Loin d’être anachronique et de souhaiter l’imposition du pouvoir absolu de la Reine d’Angleterre sur le Canada, la Ligue monarchiste du Canada cherche à informer les Canadiens de leur héritage constitutionnel.

Webmestre, Le Délit | Le Délit

Pour de nombreux Canadiens, la nature du régime politique sous lequel ils vivent importe peu, du moment qu’il est démocratique. Or, nous vivons dans une monarchie constitutionnelle, et trop peu de gens (25% selon un sondage Ipsos Reid réalisé en 2008) savent que le chef de l’État n’est pas le Premier ministre, mais plutôt la reine d’Angleterre, dont le représentant au Canada est le gouverneur général. Confrontée à cette réalité, la Ligue monarchiste du Canada s’est donc donné comme mandat de remédier à la situation en éduquant les Canadiens et les Canadiennes. En prévision de ce numéro spécial Royauté, Le Délit (LD) s’est entretenu par courriel avec le Major Léo J. Regimbal (LJR). Travaillant à temps plein au Quartier général de la Défense nationale à Ottawa, c’est un passionné de la monarchie constitutionnelle, ce qui le mène ainsi à s’impliquer bénévolement depuis une quinzaine d’années au sein de la Ligue Monarchiste du Canada comme représentant médiatique de la filiale d’Ottawa.

Raphaël Thézé | Le Délit

Le Délit : La Ligue existe depuis 1970. Pourquoi aucune organisation de ce genre n’existait auparavant, et d’où provient ce désir de promouvoir la monarchie au Canada ?

Léo J. Regimbal : Il faut préciser que le Canada est une monarchie depuis sa découverte.
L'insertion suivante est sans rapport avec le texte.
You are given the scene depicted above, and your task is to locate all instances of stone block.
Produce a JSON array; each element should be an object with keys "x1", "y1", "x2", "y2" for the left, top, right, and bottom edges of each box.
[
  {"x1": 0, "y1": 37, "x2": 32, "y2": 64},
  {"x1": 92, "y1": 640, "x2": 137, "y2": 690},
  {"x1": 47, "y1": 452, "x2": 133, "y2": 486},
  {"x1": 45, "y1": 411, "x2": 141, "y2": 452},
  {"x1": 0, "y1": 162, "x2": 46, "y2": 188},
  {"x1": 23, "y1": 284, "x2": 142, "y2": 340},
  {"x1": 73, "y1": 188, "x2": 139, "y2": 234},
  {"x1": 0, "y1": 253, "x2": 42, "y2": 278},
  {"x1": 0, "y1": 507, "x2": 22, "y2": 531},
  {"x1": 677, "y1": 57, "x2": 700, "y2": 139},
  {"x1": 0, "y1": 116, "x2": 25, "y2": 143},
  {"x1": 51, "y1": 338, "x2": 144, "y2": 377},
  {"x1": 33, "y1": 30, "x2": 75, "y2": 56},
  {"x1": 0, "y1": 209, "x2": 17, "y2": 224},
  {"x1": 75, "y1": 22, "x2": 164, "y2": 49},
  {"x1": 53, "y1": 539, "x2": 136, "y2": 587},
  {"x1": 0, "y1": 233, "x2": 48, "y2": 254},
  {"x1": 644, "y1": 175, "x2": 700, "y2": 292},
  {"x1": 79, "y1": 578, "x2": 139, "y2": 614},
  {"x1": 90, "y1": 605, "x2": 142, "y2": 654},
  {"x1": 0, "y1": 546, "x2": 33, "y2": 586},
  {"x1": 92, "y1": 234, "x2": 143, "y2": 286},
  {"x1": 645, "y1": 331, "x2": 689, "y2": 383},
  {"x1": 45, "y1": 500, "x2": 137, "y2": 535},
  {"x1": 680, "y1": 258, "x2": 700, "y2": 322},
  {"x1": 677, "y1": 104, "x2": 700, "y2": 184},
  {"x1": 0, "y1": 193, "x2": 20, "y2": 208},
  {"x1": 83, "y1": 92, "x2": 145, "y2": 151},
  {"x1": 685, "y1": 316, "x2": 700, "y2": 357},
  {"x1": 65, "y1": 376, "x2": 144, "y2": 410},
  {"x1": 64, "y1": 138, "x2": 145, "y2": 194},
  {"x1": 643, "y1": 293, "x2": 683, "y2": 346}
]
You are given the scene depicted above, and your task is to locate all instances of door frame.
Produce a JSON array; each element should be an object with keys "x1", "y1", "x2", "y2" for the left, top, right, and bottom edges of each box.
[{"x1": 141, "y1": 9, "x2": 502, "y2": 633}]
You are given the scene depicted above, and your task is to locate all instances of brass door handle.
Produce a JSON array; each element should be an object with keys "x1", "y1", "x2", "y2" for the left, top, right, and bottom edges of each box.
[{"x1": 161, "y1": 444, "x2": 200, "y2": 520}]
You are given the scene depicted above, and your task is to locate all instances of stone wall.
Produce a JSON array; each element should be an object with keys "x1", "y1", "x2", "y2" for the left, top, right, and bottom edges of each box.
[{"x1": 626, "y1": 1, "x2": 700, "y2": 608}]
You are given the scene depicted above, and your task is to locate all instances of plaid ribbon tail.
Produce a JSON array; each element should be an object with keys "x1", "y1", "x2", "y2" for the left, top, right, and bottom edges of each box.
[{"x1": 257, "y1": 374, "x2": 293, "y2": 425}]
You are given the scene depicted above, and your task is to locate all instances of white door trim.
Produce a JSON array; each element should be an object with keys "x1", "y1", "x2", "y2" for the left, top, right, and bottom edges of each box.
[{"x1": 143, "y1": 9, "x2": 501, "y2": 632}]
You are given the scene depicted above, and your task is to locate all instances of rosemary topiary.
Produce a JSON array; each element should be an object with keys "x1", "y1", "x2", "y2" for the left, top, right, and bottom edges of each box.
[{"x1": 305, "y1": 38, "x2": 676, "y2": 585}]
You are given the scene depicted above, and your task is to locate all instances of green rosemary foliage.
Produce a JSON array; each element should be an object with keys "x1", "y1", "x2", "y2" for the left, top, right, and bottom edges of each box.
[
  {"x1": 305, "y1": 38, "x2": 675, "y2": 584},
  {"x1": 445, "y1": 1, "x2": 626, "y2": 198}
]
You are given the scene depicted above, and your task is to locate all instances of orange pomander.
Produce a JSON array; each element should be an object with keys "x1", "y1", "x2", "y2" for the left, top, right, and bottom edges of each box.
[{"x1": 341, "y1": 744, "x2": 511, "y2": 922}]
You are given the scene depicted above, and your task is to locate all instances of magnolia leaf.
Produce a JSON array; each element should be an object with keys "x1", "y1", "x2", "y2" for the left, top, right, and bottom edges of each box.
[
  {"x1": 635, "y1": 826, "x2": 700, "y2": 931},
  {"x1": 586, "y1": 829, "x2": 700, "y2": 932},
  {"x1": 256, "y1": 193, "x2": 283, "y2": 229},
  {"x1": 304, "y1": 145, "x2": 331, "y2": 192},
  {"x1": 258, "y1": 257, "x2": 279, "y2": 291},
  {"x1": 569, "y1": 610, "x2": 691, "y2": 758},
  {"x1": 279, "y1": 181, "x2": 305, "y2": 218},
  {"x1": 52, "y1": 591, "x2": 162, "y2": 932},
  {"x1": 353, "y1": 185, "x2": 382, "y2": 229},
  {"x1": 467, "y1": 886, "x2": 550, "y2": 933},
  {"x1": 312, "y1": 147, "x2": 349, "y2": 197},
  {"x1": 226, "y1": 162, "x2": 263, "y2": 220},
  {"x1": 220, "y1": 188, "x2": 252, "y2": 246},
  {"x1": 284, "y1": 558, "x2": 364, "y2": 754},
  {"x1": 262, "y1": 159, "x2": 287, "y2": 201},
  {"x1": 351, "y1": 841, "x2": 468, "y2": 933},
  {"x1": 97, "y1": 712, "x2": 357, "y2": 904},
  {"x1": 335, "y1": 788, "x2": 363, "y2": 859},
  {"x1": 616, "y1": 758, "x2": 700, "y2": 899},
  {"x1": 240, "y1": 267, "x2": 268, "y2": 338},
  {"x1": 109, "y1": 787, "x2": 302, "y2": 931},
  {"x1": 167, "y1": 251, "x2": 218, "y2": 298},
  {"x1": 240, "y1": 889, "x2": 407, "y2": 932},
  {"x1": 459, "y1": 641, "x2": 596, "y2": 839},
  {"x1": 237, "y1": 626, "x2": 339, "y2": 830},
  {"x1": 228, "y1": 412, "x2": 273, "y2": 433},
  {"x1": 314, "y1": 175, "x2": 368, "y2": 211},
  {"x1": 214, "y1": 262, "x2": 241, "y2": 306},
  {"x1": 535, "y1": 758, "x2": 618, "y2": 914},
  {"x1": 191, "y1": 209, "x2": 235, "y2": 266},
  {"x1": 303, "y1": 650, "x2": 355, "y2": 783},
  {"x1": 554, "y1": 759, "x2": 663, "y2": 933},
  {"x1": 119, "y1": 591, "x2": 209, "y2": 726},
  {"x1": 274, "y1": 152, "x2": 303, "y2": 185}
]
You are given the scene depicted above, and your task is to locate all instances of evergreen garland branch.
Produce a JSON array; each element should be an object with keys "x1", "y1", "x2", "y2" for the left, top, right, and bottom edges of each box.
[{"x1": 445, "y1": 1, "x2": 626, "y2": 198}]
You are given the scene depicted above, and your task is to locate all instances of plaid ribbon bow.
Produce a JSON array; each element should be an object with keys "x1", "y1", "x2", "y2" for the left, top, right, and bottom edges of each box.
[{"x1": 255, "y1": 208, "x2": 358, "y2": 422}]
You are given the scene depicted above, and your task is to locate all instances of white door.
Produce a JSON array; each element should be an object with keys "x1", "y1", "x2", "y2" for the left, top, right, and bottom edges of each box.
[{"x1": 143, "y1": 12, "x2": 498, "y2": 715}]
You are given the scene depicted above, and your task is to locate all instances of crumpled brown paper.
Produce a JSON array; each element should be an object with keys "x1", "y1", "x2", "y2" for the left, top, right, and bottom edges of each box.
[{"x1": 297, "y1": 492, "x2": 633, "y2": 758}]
Notre petit pays fut « découvert » et colonisé suite aux désirs des rois de France et d’Angleterre. Les guerres incessantes entre la France, l’Angleterre et l’Espagne ont vu un va-et-vient de règnes sur le continent américain au cours d’une période s’échelonnant sur plus de deux-cents ans jusqu’à la « conquête » de l’Amérique du Nord par la couronne britannique (qui n’était en fait qu’un accord commercial entre le roi Louis de France qui voulait les richesses perçues de Madagascar et d’autres terres lointaines et le roi George d’Angleterre qui voyait le potentiel du continent américain). Depuis ce temps, les Canadiens sont les sujets du Souverain britannique. (Les guillemets sont de l’auteur NDLR.)

À la fin des années soixante, le Canada émergeait de la génération fleur bleue du Peace and Love avec tous les bouleversements sociaux et la pensée. C’était les fondements de la pensée indépendantiste soi-disant « politique » avec les René Lévesque et compagnie. C’était la Crise d’Octobre ; c’était l’état de choc partout au Canada. Plusieurs événements (la formation du Ralliement indépendantiste national (RIN), les grands remous du Front de libération du Québec, les bombes dans les boîtes aux lettres, et celle qui a fait éclater la tête de la statue de la Reine Victoria à l’Université McGill) ont mené notre société à manquer de respect envers les institutions établies du Canada, et à remettre en question le rôle d’une monarchie constitutionnelle dans un État moderne.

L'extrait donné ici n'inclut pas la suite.